How Miss Perkins Learned To Lobby


She went again to Smith, pointing out that she had sufficient votes pledged in both the senate and the assembly to pass the bill if only the committee would report it out. “You’re in favor of this bill,” she said. “Can’t you give me some assurance it will be voted on?”

He was silent, and she realized that he was in some way taking her measure. Finally he said: “Now, I’m going to tell you something. You’ll have to be very careful. You mustn’t repeat this. You can go along to Europe with perfect ease of mind. The bill isn’t going to be passed or reported this year.”


“Mr. Smith,” she exclaimed, “how do you know? How can you possibly know that?”

“I had a talk with Murphy. You can never get it out of committee. That’s the truth, and you go do as you please. You won’t do any good staying around here, because it’s not going to be taken up.”

“But why?”

“There’s lots of good Democrats who don’t believe in this kind of thing.”

“Tell me who,” she insisted. “The Democratic party had a kind of resolution in favor of it at the last convention.”
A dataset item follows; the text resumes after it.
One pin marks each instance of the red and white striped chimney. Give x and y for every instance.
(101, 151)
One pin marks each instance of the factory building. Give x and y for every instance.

“Yeah, but that don’t mean anything. That was for the front. That sounded good because the Republicans didn’t have any such thing. Your people agitated enough. Some of them got it introduced. The Democrats couldn’t vote against it, and so they voted for it. Do you know who one of the big contributors to the Democratic fund is?”

She shook her head.

“It’s the Huyler Candy Factory. They’re great friends of Mr. Murphy’s, and they live right down there near him. It’s not going to go through yet. You can take that as a tip, but don’t you tell anybody.”

Recognizing that Smith had been extraordinarily frank, she was careful not to betray him. But she could not bring herself to follow his advice. Her friends sailed without her, and she continued to appear in Albany several days each week, talking, urging, asking Why? and Why not? As long as the legislature was in session, there was a chance. But when it finally adjourned on October 6, Smith was proved right; the bill had never reached the floor.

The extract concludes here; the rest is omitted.